Il consacre un système pénal ouvertement discriminatoire, avec des lois et des réglementations qui dénaturent gravement les droits pénaux, de procédures et pénitentiaires, qui criminalisent facilement et de manière sommaire des secteurs entiers de la population, permettant la violation quotidienne des Droits humains fondamentaux.
4. Vers une Assemblée constituante
Une Constitution dont découle un système politique et institutionnel:
• qui dénature la représentation de la souveraineté populaire,
• qui ne permet pas la participation citoyenne directe et effective, qui soumet les droits économiques, sociaux et culturels aux besoins du marché,
• qui transforme les droits fondamentaux en systèmes d’indemnités et d’allocations variables,
• qui octroie toutes sortes de privilèges et de garanties à une minorité de la population et qui escamote les droits des larges majorités,
• n’est pas une Constitution démocratique.
En tant que Forum pour l’Assemblée constituante, nous pensons qu’il est urgent et nécessaire de lancer un processus de changement réellement profond de tout ce système institutionnel, un processus qui soit conçu de manière démocratique à partir des secteurs les plus larges de citoyens.
Seule une Assemblée constituante peut devenir un premier pas vers la récupération de nos ressources naturelles, de nos droits fondamentaux et, surtout, de notre droit essentiel à vivre dans un système social dans lequel le respect réel et effectif des Droits humains ne soit pas dénaturé par les intérêts et l’avidité du marché.

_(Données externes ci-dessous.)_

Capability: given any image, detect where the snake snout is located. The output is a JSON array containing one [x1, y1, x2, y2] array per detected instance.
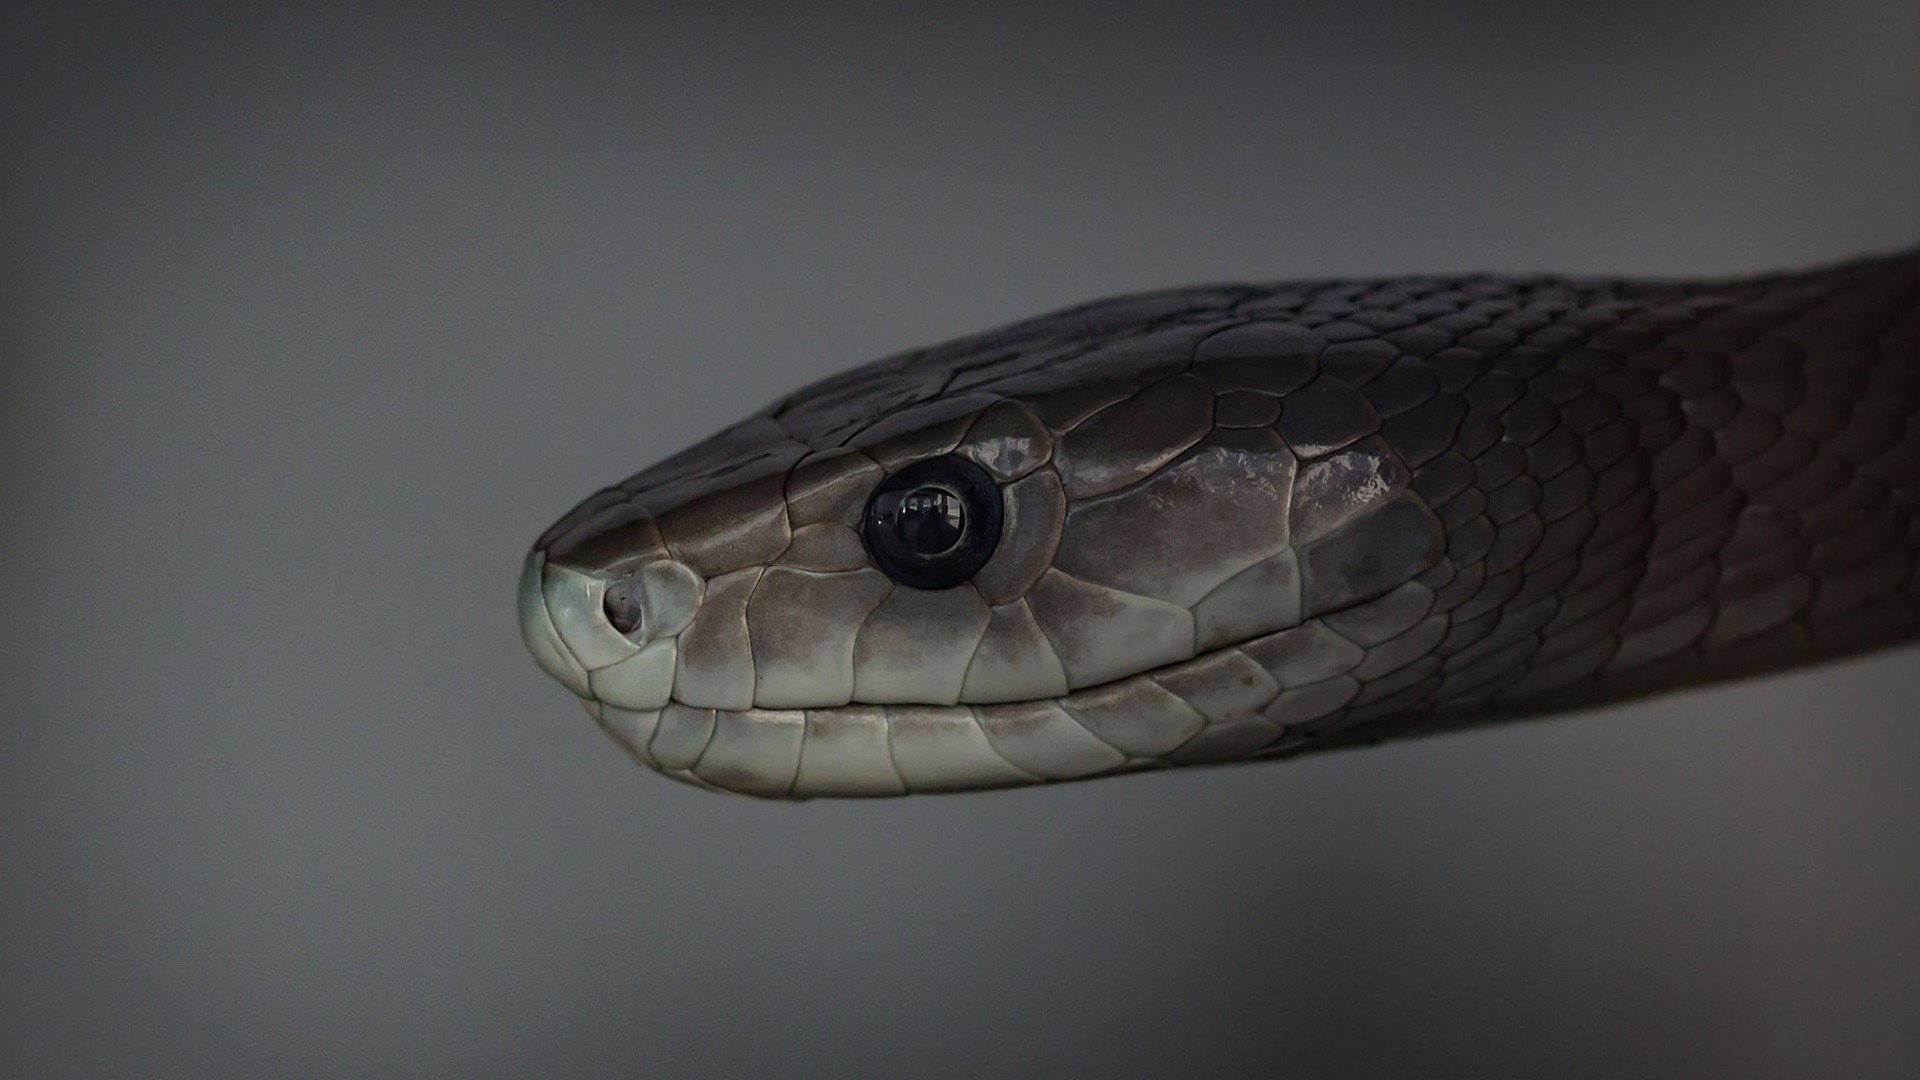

Seule une nouvelle Constitution, conçue par une Assemblée constituante, peut entamer le chemin qui nous permettra de conquérir une démocratie réellement représentative, participative et sociale. (Traduction A l’Encontre)
Notes
[1] Le Forum pour l’Assemblée constituante publiera un document plus détaillé ayant trait aux origines et au développement de la Constitution chilienne actuelle, démontrant, pas à pas, comment l’élite politique a consacré sa logique et son contenu tels qu’ils furent dessinés et imposés, dès la première formulation, par la dictature.
[2] Le système binominal adopté par Pinochet – et inventé par Wojciech Jaruzerlski – fonctionne ainsi: les candidats des partis et indépendants se regroupent dans des listes ou coalitions. Chaque liste propose jusqu’à deux candidats par région électorale, province ou autre découpage. Les votes sont d’abord comptés par liste plutôt que par candidat et, à moins que la liste ayant le plus de voix n’ait le double de votes que la seconde liste, chacune des deux listes voit élu un de leurs candidats, celui ayant le plus de voix.